Following on from an earlier post on the GitHub API, I had the requirement to add web hooks to a group of repos so that all pull requests raised, completed or closed would be posted to the web hook. All the repos have a common prefix and the PyGithub library provides a doc on how to create a web hook so just need to put the two together.

As I want this to be re-runnable, I first need to check there is not already a web hook. For this I created the function has_webhook which iterates through the existing hooks, using the get_hooks function, looking to see if any reference the passed in URL.

With that done I just need to add a little bit of additional code to my githubrepos.py template. First an option to the parameters so I can specify the web hook. Next I need a hook config dictionary for creating any new hooks and a list of events. As this is the same for each, I’ll do this at the start and for the sake of simplicity hardcode the list . Finally for my repo loop I need to call has_webhook function and for any which do not already have the web hook, create it using the create_hook function.

This gives me the final webhooks.py.

As a final note. If you are looking to integration Github into Slack or MS Teams, both offer apps which largely automate the process. Ultimately what they are doing is setting up a webhook in the same way as above.

Github API

In the old days of centralised version control systems, the number of repositories tended to be small as creating new ones usually involved convincing the admin to provide (usually expensive database) space for the repo. In these decentralised days where anyone can create or clone a repo, the number of repos the admin is responsible for has ballooned to hundreds or sometime even thousands of repos.

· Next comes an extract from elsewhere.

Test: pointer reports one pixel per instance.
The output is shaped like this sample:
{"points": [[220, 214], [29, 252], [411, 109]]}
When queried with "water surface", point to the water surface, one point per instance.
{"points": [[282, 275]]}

At this scale, manually configuring repos time consuming and error prone. Thankfully GitHub provides an API for management and there is a Python wrapper around the API called PyGithub. I’ve had a few tasks to do in Github recently so I’ve come up with a few automation scripts.

From the documentation, you first need to authenticate using either username and password or preferably an access token. There is also a variation if you have an enterprise account with its own domain name; as I haven’t I’ve ignored this option but I wanted to write the scripts is such a way as to make adding this easy.

Once authenticated you are most likely to want to limit the repos to those within your organisation using the get_organization method. This is already 4 options (ignoring enterprise accounts) just to list the repos. As I intend to have several scripts it makes sense to standardise this with the following 3 functions

githuboptparse
Create an optparse (parameter) parser to read in all standard options. Returns the parser so additional options can be added

githublogin
Authenticate with GitHub, the different methods are provider by
githuboptparse so the options need to be passed into this function

get_filtered_repos
Return all the repos in the organisation (if the organisation was specified at the command line) otherwise return all repos the user has access to. This is set by githuboptparse so the options need to be passed into this function. You also need to be authenicated so the return value of
githublogin also needs to be passed in. Returns an iterator just like get_repos() does.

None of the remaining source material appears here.